WebWeaver: Structuring Web-Scale Evidence with Dynamic Outlines for Open-Ended Deep Research
Zijian Li, Xin Guan, Bo Zhang, Shen Huang, Houquan Zhou, Shaopeng Lai, Ming Yan, Yong Jiang, Pengjun Xie, Fei Huang, Jun Zhang, Jingren Zhou
TL;DR
Open-ended deep research requires synthesizing large web-scale information into grounded reports with accurate citations. WebWeaver tackles this with a dual-agent design: a planner that co-evolves an evidence-backed outline and a memory-grounded writer that assembles the report section-by-section. The approach achieves state-of-the-art results on three challenging benchmarks and introduces WebWeaver-3k for agentic finetuning of smaller models, addressing long-context and citation reliability challenges.
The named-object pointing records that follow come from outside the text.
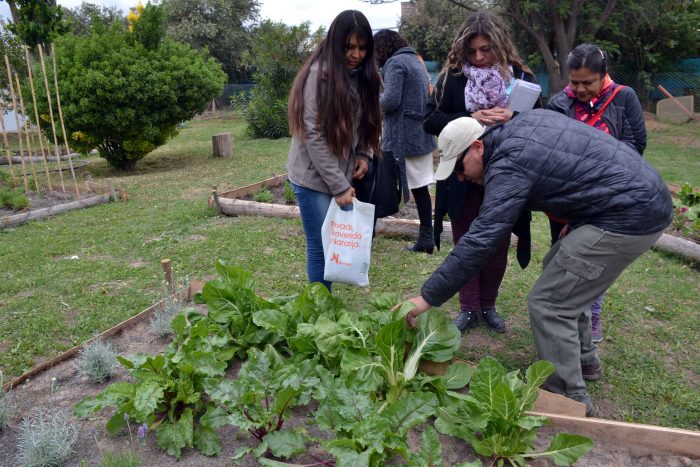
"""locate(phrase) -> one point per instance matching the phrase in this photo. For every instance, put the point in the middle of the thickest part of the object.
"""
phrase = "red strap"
(596, 117)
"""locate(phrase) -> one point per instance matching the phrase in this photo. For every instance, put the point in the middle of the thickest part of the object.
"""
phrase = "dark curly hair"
(386, 42)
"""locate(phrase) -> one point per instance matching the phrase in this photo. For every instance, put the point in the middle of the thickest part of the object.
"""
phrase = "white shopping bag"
(347, 243)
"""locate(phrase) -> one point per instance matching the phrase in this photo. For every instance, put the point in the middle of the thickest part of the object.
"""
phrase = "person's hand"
(421, 306)
(565, 231)
(345, 198)
(361, 168)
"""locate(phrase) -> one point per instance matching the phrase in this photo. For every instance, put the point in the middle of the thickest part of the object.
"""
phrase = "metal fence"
(646, 86)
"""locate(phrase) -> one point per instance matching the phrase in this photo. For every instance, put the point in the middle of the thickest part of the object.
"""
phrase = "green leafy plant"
(46, 438)
(97, 361)
(169, 391)
(493, 418)
(264, 196)
(288, 193)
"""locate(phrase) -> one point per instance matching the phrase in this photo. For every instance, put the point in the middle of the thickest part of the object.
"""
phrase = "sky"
(292, 12)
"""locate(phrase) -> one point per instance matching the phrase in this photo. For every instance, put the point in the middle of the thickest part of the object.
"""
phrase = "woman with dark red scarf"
(594, 98)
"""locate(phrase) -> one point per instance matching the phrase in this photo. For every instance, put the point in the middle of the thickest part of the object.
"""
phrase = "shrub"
(124, 93)
(276, 55)
(264, 196)
(97, 361)
(46, 438)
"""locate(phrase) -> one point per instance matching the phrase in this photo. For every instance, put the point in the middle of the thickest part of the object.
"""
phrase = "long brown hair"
(336, 104)
(488, 25)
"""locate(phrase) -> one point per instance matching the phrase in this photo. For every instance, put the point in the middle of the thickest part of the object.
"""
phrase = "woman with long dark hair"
(335, 122)
(478, 74)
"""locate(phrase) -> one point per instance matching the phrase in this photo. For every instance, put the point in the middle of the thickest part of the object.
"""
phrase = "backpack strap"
(592, 121)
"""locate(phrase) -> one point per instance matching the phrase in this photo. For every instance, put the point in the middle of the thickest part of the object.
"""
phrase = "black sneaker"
(494, 321)
(466, 320)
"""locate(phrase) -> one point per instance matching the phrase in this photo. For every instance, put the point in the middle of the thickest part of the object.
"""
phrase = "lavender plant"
(46, 438)
(97, 361)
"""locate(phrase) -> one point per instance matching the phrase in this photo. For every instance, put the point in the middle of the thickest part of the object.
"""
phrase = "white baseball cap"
(454, 139)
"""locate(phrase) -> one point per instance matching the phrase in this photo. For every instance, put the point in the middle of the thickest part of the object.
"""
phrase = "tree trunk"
(223, 147)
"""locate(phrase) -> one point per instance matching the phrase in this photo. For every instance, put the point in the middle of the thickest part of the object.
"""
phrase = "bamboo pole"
(53, 123)
(26, 133)
(60, 116)
(36, 118)
(7, 149)
(14, 108)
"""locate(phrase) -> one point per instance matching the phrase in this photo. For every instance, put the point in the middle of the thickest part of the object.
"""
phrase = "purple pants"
(481, 291)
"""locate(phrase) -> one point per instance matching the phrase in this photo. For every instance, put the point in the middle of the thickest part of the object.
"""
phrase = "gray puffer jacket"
(544, 161)
(310, 163)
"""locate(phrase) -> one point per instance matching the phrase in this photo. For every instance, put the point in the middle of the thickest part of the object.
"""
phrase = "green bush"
(125, 93)
(276, 55)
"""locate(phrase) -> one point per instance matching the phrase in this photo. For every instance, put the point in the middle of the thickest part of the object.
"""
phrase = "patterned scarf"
(585, 111)
(485, 88)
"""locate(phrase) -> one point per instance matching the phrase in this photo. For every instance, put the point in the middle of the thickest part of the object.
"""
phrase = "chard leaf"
(489, 373)
(285, 443)
(410, 411)
(146, 398)
(535, 375)
(206, 440)
(565, 449)
(173, 437)
(430, 454)
(458, 375)
(504, 403)
(363, 372)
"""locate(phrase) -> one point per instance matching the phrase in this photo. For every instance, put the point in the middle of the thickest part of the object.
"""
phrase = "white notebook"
(523, 96)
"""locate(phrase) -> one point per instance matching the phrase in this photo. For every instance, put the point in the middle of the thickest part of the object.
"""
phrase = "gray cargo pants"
(576, 270)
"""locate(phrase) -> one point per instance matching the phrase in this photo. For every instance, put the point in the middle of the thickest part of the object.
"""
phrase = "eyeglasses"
(459, 165)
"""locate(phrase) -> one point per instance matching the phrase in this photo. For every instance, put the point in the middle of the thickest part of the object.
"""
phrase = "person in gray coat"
(616, 203)
(335, 122)
(403, 101)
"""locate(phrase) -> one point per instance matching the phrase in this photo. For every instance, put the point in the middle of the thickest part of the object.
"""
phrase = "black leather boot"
(494, 321)
(466, 320)
(425, 243)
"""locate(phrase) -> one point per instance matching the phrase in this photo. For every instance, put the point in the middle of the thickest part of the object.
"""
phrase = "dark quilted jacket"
(544, 161)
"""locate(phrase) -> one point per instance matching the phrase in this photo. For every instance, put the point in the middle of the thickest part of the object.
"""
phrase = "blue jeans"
(313, 206)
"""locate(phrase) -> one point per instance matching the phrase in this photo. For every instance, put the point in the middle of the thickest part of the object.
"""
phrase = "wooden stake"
(26, 133)
(36, 118)
(168, 273)
(53, 122)
(60, 116)
(14, 108)
(8, 154)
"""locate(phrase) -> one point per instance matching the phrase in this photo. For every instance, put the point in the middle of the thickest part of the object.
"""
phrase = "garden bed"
(644, 446)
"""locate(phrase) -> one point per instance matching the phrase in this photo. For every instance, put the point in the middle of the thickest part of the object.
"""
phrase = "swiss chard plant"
(168, 394)
(492, 417)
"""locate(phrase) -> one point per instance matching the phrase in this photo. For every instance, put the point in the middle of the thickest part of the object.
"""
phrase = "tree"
(36, 21)
(221, 26)
(125, 93)
(276, 54)
(81, 20)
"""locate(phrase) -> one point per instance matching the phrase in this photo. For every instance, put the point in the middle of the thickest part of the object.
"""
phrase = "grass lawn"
(50, 302)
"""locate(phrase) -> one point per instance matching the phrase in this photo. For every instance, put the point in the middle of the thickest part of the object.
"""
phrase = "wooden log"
(648, 438)
(223, 147)
(110, 332)
(17, 219)
(675, 101)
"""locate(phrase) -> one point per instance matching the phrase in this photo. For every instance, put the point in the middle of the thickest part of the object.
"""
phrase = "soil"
(93, 439)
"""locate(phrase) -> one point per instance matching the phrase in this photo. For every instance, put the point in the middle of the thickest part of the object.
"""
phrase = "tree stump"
(223, 146)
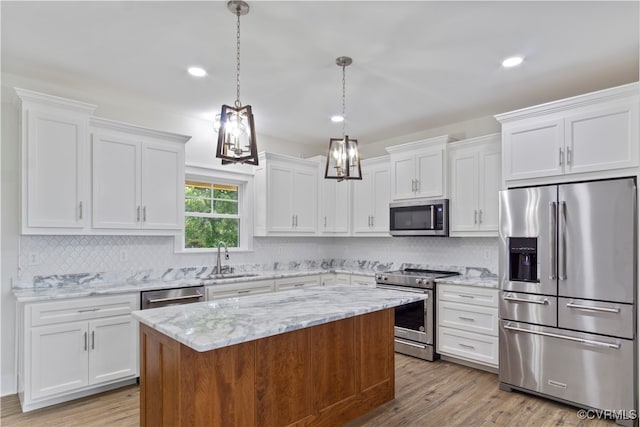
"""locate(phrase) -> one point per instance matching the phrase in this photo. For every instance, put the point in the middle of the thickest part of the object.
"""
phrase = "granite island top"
(209, 325)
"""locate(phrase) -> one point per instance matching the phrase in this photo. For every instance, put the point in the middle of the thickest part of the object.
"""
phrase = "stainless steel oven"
(414, 322)
(175, 296)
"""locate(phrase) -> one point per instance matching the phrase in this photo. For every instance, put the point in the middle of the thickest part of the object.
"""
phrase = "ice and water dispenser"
(523, 259)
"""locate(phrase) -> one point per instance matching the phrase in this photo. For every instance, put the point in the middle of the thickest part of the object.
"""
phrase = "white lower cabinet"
(467, 319)
(231, 290)
(73, 348)
(298, 282)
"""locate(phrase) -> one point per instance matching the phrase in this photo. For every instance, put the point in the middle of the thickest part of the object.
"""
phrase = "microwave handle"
(433, 217)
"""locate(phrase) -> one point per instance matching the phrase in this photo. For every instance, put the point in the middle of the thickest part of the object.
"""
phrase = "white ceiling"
(416, 65)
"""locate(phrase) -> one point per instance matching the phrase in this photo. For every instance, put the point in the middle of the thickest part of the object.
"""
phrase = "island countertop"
(215, 324)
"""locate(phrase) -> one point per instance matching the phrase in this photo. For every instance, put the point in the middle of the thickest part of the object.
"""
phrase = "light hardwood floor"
(427, 394)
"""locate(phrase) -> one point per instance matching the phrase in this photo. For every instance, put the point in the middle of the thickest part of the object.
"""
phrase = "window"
(212, 215)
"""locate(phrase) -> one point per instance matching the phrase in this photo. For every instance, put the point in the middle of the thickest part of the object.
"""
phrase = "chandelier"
(235, 126)
(343, 160)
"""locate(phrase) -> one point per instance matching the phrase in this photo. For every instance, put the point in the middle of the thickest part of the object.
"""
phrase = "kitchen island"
(316, 356)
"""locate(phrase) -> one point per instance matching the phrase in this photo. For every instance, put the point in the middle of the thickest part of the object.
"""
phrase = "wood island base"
(323, 375)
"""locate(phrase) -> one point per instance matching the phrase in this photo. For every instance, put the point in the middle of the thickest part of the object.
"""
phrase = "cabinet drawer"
(469, 346)
(48, 313)
(239, 289)
(468, 294)
(472, 318)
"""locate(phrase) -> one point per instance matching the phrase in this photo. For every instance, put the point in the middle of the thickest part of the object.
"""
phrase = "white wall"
(73, 254)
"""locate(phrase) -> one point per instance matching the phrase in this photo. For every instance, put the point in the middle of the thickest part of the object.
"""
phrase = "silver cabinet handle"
(529, 301)
(433, 217)
(553, 240)
(564, 337)
(587, 307)
(562, 241)
(152, 301)
(561, 156)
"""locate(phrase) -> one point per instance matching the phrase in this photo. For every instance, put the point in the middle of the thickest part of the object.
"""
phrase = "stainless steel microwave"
(419, 217)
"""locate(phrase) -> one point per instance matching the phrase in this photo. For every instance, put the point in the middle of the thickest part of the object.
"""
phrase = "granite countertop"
(214, 324)
(94, 285)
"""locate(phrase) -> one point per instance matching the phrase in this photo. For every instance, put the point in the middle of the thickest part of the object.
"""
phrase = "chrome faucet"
(226, 256)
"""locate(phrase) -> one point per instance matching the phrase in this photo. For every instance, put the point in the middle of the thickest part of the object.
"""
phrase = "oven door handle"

The work offers a practical blueprint for memory-aware, evidence-grounded long-form AI writing and knowledge work.
Abstract
This paper tackles \textbf{open-ended deep research (OEDR)}, a complex challenge where AI agents must synthesize vast web-scale information into insightful reports. Current approaches are plagued by dual-fold limitations: static research pipelines that decouple planning from evidence acquisition and monolithic generation paradigms that include redundant, irrelevant evidence, suffering from hallucination issues and low citation accuracy. To address these challenges, we introduce \textbf{WebWeaver}, a novel dual-agent framework that emulates the human research process. The planner operates in a dynamic cycle, iteratively interleaving evidence acquisition with outline optimization to produce a comprehensive, citation-grounded outline linking to a memory bank of evidence. The writer then executes a hierarchical retrieval and writing process, composing the report section by section. By performing targeted retrieval of only the necessary evidence from the memory bank via citations for each part, it effectively mitigates long-context issues and citation hallucinations. Our framework establishes a new state-of-the-art across major OEDR benchmarks, including DeepResearch Bench, DeepConsult, and DeepResearchGym. These results validate our human-centric, iterative methodology, demonstrating that adaptive planning and focused synthesis are crucial for producing comprehensive, trusted, and well-structured reports.